Another criteria of classification in Art History are structural analogies between compositions (Gombrich, 1960). Structure of the composition is understood here in a geometrical sense, with the reoccurrence of similar geometrical patterns in various paintings. The formal analysis of paintings have classically focused on such kinds of structural similarity (Focillon 1964; Didi-Huberman 1996).

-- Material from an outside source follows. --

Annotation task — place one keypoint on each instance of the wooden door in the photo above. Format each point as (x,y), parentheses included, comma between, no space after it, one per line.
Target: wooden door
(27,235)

The The Gallery of Archduke Leopold painted by David Teniers the younger, in 1639, is also known to have four different variants. This painting is considered a reference of a long tradition of paintings subjects featuring cabinet of art lovers and collectors, a well studied genre (Findlen 1996; van der Veen 1993). A single query returns variations of the same painting (Staatsgalerie Schleissheim, Münich; Prado, Madrid; Kunsthistorisches Museum, Wien), but also painting featuring squares within squares (Fig. 3). For instance on The Ambassadors depart by Vittore Carpaccio and Baptism of St Libertus by Colijn de Coter, squares are on the floor or on the wall. To refine further our search and find the “good neighborliness” (Warnke 2000; Freedberg 1989) of David Teniers structure, we can try to exclude these two examples by subtracting them to the initial query. Results of such a query exclude now interior scenes featuring geometrical squares but now include various scenes of the Passion of the Christ organized as sequences of “squares”, non featuring any elements in perspective (Fig. 4). In a third attempt, we can now exclude those by substracting them to the initial query and reinforce the focus on search by adding variant of the first painting by Teniers. Indeed, all the first results feature now paintings with galleries of collectors with examples of the most important authors of the genre, thus facilitating the study of their mutual influence (Fig. 5).
Pattern recognition methods have made extremely impressive progresses in the recent years, thanks to the advances of convolutional neural network and the advent of very large databases of images. As Art History deals with the study of the migration of patterns, this is surely a great opportunity for designing new tools to search through large databases of paintings photographs. This paper is a first examination of the typologies of search use cases that could be envisioned combining convolutional neural network features and simple algebraic formulas. This initial study illustrates that this new way of expressing queries allows for the incremental definition of various kinds of “similarities” between paintings. Convolutional neural networks features manage to capture many dimensions of similarity between paintings, including composition, colors and also common iconographic elements. Combined with a simple language for expressing the specificity of the traits that the user looks for, it could enable new powerful search tools that may in turn have important impact on history of art studies.